The 10th edition of the festival includes six Irish-made films, all of which will be making their Ottawa debut.

According to Murray, the tiny island country punches far above its weight for quality movies and acting. “The winner of the short film last year at the Oscars was Irish (An Irish Goodbye); this year, the Academy’s Best Actor, Cillian Murphy, was Irish, and last year, The Banshees of Inisherin won several Golden Globes and a nomination for Best Screenplay and Best Picture Oscars.”

Murray points out that there’s a large Irish diaspora in Ottawa, but the films have broad appeal because audiences are drawn to the stories told in Irish cinema.

The films selected for this year’s festival come from what Murray describes as “small but mighty production houses,” with many funded through Screen Ireland. He says, “So while the films are not necessarily Hollywood films with big splashy studio effects, they are still of a higher quality.”

They also contain some fierce talent. The film Joyride, a comedy selected for the festival, stars acclaimed English actress Olivia Coleman, whom many will know from her movie roles, including The Father (2020) and the popular English TV series Fleabag (2016-2019).

The star of the film Ann is less known, but her story has sadly played out across Ireland for generations.
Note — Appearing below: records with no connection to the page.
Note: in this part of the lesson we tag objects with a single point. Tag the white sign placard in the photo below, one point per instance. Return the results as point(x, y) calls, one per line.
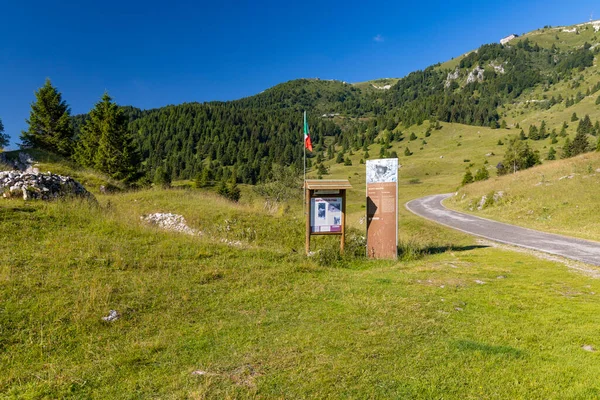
point(382, 171)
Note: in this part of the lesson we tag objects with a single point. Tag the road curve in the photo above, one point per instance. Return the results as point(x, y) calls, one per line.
point(431, 208)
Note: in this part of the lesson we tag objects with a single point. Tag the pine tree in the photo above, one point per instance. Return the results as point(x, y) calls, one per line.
point(542, 134)
point(566, 151)
point(585, 125)
point(481, 174)
point(518, 157)
point(105, 143)
point(233, 191)
point(580, 144)
point(467, 178)
point(4, 139)
point(162, 177)
point(50, 126)
point(533, 133)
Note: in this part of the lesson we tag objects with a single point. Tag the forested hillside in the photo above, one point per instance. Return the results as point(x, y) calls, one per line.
point(246, 137)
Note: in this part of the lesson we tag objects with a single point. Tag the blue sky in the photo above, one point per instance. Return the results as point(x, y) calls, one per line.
point(149, 54)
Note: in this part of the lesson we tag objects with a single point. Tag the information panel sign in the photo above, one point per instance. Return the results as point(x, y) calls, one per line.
point(326, 214)
point(382, 208)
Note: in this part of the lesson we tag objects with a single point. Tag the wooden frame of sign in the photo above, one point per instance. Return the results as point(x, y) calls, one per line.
point(325, 208)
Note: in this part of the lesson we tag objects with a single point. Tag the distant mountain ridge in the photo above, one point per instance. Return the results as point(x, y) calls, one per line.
point(246, 136)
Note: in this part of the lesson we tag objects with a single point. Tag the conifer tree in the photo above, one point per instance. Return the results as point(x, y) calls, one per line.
point(4, 139)
point(481, 174)
point(566, 151)
point(105, 143)
point(580, 144)
point(533, 133)
point(518, 157)
point(468, 177)
point(50, 127)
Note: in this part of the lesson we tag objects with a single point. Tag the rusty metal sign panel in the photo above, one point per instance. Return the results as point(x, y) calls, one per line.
point(382, 208)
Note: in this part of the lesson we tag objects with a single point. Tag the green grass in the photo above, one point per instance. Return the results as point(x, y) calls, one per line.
point(263, 321)
point(559, 197)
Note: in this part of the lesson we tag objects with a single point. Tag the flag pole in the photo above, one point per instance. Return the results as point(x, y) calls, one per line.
point(304, 146)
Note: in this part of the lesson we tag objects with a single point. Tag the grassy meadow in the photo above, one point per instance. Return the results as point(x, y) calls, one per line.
point(238, 311)
point(453, 320)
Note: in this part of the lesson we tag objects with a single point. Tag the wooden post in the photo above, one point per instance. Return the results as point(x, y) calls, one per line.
point(307, 208)
point(343, 239)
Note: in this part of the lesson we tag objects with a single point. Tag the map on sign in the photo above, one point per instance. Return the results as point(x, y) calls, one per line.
point(384, 170)
point(326, 214)
point(382, 208)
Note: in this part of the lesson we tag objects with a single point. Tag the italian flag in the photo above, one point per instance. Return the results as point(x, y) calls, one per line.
point(307, 142)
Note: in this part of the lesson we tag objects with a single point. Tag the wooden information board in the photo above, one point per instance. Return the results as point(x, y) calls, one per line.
point(325, 208)
point(382, 208)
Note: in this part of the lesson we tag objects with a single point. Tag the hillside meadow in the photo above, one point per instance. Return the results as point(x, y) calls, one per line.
point(240, 312)
point(559, 196)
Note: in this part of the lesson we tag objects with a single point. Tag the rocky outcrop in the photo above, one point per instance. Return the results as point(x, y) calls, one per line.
point(31, 185)
point(499, 68)
point(170, 222)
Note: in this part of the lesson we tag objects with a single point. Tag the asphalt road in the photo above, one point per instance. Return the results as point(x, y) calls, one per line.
point(431, 208)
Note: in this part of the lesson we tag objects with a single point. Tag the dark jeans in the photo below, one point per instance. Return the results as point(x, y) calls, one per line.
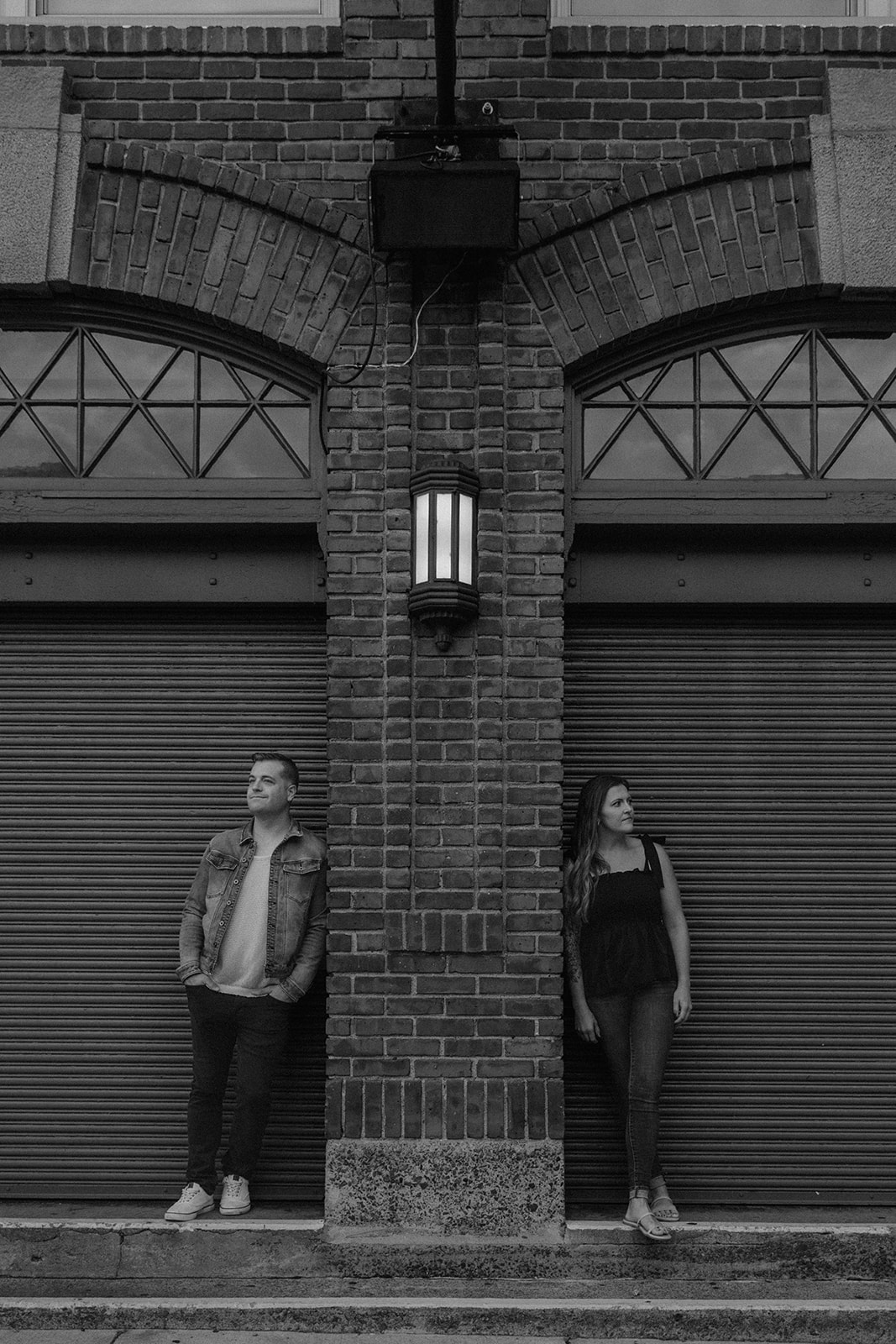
point(254, 1032)
point(636, 1034)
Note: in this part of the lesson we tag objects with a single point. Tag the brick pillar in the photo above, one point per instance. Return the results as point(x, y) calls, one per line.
point(445, 1102)
point(445, 1095)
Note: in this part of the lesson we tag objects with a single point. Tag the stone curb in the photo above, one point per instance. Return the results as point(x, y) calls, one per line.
point(821, 1321)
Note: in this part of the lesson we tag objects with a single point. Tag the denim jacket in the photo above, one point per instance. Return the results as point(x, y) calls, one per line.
point(296, 906)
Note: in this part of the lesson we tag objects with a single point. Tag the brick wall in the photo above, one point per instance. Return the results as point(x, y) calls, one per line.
point(665, 171)
point(302, 104)
point(446, 940)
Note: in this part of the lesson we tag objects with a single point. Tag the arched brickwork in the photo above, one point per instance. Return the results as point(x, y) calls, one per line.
point(673, 241)
point(184, 232)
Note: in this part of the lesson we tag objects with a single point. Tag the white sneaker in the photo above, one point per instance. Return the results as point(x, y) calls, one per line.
point(194, 1200)
point(234, 1196)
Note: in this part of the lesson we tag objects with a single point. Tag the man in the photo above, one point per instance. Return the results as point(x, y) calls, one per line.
point(251, 937)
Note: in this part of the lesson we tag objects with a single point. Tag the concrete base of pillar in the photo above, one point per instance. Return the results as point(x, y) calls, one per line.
point(481, 1187)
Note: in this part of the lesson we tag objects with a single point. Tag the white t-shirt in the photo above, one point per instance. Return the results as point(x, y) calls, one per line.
point(241, 963)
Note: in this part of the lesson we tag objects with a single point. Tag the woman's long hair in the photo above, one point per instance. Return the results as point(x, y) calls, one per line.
point(586, 864)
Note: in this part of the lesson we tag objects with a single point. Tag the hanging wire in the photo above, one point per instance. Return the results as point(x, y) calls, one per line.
point(419, 313)
point(360, 369)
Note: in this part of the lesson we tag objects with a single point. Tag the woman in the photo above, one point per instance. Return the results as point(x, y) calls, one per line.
point(629, 968)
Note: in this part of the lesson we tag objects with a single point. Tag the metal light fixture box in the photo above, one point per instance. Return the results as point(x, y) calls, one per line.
point(470, 205)
point(443, 551)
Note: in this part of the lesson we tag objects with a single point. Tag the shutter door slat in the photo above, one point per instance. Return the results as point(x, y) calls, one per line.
point(125, 738)
point(762, 748)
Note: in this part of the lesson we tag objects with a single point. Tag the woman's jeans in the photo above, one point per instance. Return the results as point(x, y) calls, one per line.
point(254, 1032)
point(636, 1034)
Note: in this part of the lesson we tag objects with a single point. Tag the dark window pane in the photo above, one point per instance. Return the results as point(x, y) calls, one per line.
point(873, 362)
point(215, 425)
point(795, 428)
point(23, 355)
point(179, 382)
point(253, 452)
point(215, 383)
point(794, 382)
point(638, 454)
point(293, 423)
point(177, 423)
point(758, 362)
point(676, 383)
point(101, 383)
point(678, 427)
point(754, 452)
point(137, 360)
point(24, 450)
point(715, 383)
point(600, 427)
point(253, 382)
point(869, 454)
point(137, 452)
point(835, 423)
point(60, 423)
point(715, 428)
point(833, 383)
point(60, 381)
point(101, 423)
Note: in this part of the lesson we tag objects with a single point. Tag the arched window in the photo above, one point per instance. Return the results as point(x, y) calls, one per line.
point(808, 403)
point(93, 401)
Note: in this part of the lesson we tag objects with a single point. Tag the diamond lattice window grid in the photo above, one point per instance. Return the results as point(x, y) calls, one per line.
point(808, 405)
point(92, 403)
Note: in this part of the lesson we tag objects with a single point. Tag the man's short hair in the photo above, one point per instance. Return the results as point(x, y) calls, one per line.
point(291, 769)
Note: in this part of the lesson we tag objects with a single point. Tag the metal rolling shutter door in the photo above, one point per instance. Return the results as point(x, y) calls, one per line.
point(762, 748)
point(125, 746)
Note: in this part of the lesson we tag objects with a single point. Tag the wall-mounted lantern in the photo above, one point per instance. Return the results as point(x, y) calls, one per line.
point(443, 559)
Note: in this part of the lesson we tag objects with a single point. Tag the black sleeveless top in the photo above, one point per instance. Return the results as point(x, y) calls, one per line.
point(624, 942)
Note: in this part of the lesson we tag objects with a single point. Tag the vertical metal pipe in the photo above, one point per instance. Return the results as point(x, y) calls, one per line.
point(445, 60)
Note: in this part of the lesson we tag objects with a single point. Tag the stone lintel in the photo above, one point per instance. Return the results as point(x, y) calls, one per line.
point(855, 178)
point(39, 163)
point(449, 1187)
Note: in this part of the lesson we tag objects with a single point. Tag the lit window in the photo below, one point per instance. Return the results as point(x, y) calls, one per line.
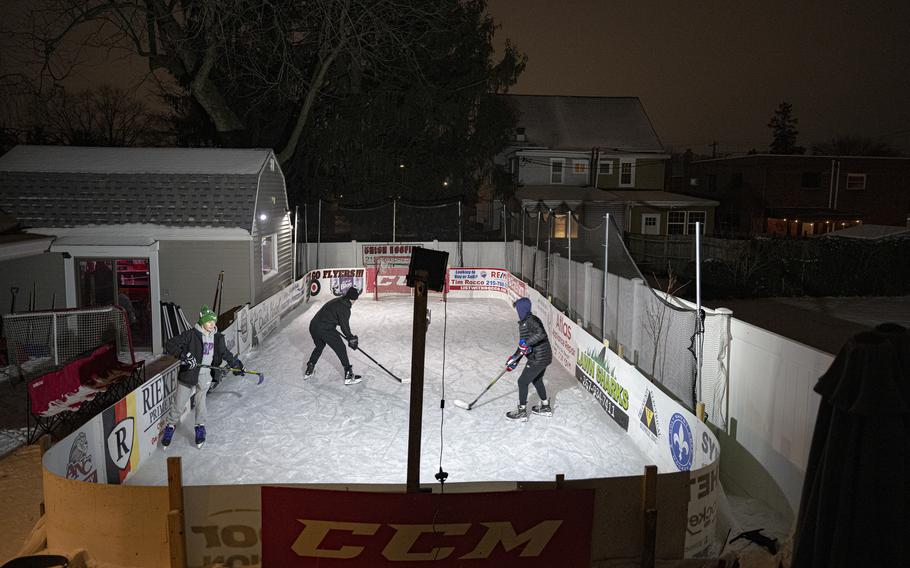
point(556, 166)
point(856, 181)
point(269, 256)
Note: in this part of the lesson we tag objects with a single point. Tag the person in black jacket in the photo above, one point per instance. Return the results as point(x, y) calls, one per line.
point(534, 346)
point(199, 345)
point(335, 313)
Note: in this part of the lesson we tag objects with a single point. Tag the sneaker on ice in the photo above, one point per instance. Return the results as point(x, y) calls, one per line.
point(200, 435)
point(520, 413)
point(350, 378)
point(168, 435)
point(543, 410)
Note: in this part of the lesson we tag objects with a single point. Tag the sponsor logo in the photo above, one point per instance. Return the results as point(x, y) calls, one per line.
point(680, 442)
point(81, 466)
point(647, 417)
point(600, 381)
point(120, 442)
point(398, 548)
point(703, 485)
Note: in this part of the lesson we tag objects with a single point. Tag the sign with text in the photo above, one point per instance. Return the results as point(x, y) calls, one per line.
point(309, 527)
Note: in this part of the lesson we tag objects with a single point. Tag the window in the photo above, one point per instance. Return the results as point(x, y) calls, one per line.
point(269, 256)
point(856, 181)
point(626, 173)
point(580, 167)
point(556, 165)
point(676, 223)
point(560, 223)
point(695, 217)
point(811, 180)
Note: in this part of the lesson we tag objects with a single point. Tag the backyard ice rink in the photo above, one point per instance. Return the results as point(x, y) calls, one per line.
point(288, 430)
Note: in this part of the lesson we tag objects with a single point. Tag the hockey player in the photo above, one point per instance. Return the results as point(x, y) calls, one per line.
point(199, 345)
point(533, 345)
point(335, 313)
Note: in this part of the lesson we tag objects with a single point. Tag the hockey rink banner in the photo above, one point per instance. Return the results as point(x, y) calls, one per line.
point(309, 527)
point(478, 279)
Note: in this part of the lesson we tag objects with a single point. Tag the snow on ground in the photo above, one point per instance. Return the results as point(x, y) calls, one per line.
point(288, 430)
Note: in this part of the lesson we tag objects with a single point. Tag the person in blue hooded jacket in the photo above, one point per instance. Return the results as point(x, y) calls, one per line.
point(534, 346)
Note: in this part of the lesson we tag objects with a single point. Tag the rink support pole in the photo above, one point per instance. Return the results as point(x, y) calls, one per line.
point(175, 521)
point(418, 351)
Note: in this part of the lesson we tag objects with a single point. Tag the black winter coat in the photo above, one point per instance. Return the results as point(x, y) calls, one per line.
point(334, 313)
point(190, 341)
point(531, 329)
Set in 1984, Ann wakes up to the realization that she is expecting a baby. The film provides an introspective look at a dark time in Ireland’s social history. The festival opens with the drama Verdigris, about a middle-aged woman in an abusive marriage who strikes a deal to help a brash inner-city teen but is instead helped by the young woman.

The documentary Face Down examines the story of German businessman Thomas Niedermayer, who was abducted in 1973 by paramilitaries from his home and never seen again. It also takes a look at the wider Northern Ireland conflict. It is a not-to-be-missed screening for history buffs and anyone interested in the story of the English occupation of Northern Ireland.

The sometimes whacky Irish sense of humour is on full display in the comedy Apocalypse Clowns. Far from a slasher film, it is the story of a mysterious technological blackout that sends Ireland into turmoil and disorder and a troupe of washed-up clowns that embark on a journey across the country in pursuit of one final chance to realize their dreams.

The festival also features the thriller Lie of the Land, the tense story of a family trying to flee financial disaster only to have a change of heart that leads to a literal fight for survival.

Festival passes and single tickets are available on the Irish Film Festival Ottawa site or by clicking this link. All screenings will take place at 2 Daly Ave, Arts Court.